Though she displayed a knack for politics soon after graduating college, Snowe said she didn’t set out to become a public official for nearly 40 years. Orphaned before she was 10 years old, she grew up independent and resilient, having been sent from her native Maine to New York for elementary school. She would often ride the train alone between the Pine Tree and Empire states, occasionally napping on the hard benches of Grand Central Station. (“I wouldn’t recommend that,” she deadpanned.)
Snowe later returned to Maine for high school and college, graduating the University of Maine at Orono with a degree in political science.
She worked for then-Congressman William Cohen, another moderate Republican who later became senator then Secretary of Defense. She married state legislator Peter Snowe and ran successfully to serve the remainder of his Maine House seat when he was killed in a car crash in 1973. She continued to serve in the Maine House, and later the Senate, before embarking on her congressional career. She is the first woman to have served in both houses of a state legislature and both houses of Congress.
Today, however, she is a fellow in the nonprofit Bipartisan Policy Center, a Washington-based think tank dedicated to advancing bipartisanship as a means of promoting effective government. The organization also advocates bipartisan policy positions on health, the environment, national security and other issues.
When asked which “suspected presidential candidates” seem most likely to be able to support a bipartisan approach to problem-solving, she pointed to Democratic senatorial colleague and past Secretary of State Hillary Clinton, as well as Republican former Florida Gov. Jeb Bush.

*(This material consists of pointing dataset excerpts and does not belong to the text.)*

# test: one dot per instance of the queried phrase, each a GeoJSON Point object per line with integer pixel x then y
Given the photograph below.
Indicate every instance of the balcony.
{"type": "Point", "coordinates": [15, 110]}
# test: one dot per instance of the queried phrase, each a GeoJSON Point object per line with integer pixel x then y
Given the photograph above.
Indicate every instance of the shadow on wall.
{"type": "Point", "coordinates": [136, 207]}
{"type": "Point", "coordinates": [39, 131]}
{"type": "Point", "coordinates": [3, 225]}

Earlier in the evening, in praising the “physical and academic expansion” of series sponsor Lesley University, accomplished through the spirit of collaboration, she suggested President Joseph Moore “could go to Washington and conduct a few tutorials” for Congress.
Something needs to be done to get representatives and senators working together and working for the people who elect them, she asserted, pointing to the “widening gulf between those who would govern and those who are being governed.”

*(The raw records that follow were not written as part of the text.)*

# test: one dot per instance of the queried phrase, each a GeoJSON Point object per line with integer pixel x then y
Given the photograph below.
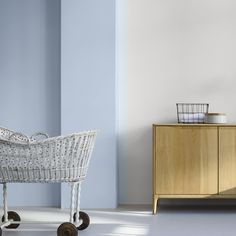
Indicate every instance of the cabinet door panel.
{"type": "Point", "coordinates": [186, 160]}
{"type": "Point", "coordinates": [227, 160]}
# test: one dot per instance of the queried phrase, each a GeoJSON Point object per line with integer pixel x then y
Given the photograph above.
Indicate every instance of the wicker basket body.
{"type": "Point", "coordinates": [57, 159]}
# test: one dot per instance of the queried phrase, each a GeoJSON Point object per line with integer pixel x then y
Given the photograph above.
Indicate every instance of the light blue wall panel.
{"type": "Point", "coordinates": [88, 92]}
{"type": "Point", "coordinates": [30, 81]}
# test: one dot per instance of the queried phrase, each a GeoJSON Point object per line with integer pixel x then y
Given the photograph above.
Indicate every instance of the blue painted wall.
{"type": "Point", "coordinates": [88, 92]}
{"type": "Point", "coordinates": [30, 81]}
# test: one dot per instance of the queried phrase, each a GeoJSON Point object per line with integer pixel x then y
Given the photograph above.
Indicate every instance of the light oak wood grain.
{"type": "Point", "coordinates": [186, 160]}
{"type": "Point", "coordinates": [227, 160]}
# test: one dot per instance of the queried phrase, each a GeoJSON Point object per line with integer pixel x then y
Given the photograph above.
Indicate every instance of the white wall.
{"type": "Point", "coordinates": [168, 51]}
{"type": "Point", "coordinates": [30, 82]}
{"type": "Point", "coordinates": [88, 92]}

While she doubted the compulsory voting model revealed by a lecturer earlier in the Boston Speakers Series, former Australia Prime Minister Julia Gillard, would work in the United States, she said the political process itself needs to be reformed to encourage greater participation. Online voter registration, a single national primary day and voting on Saturdays are possible remedies, she said.
And the country needs a remedy soon.
“We cannot afford another two years of a political wasteland,” she said. “Silence is not golden: The forces of division are not silent.”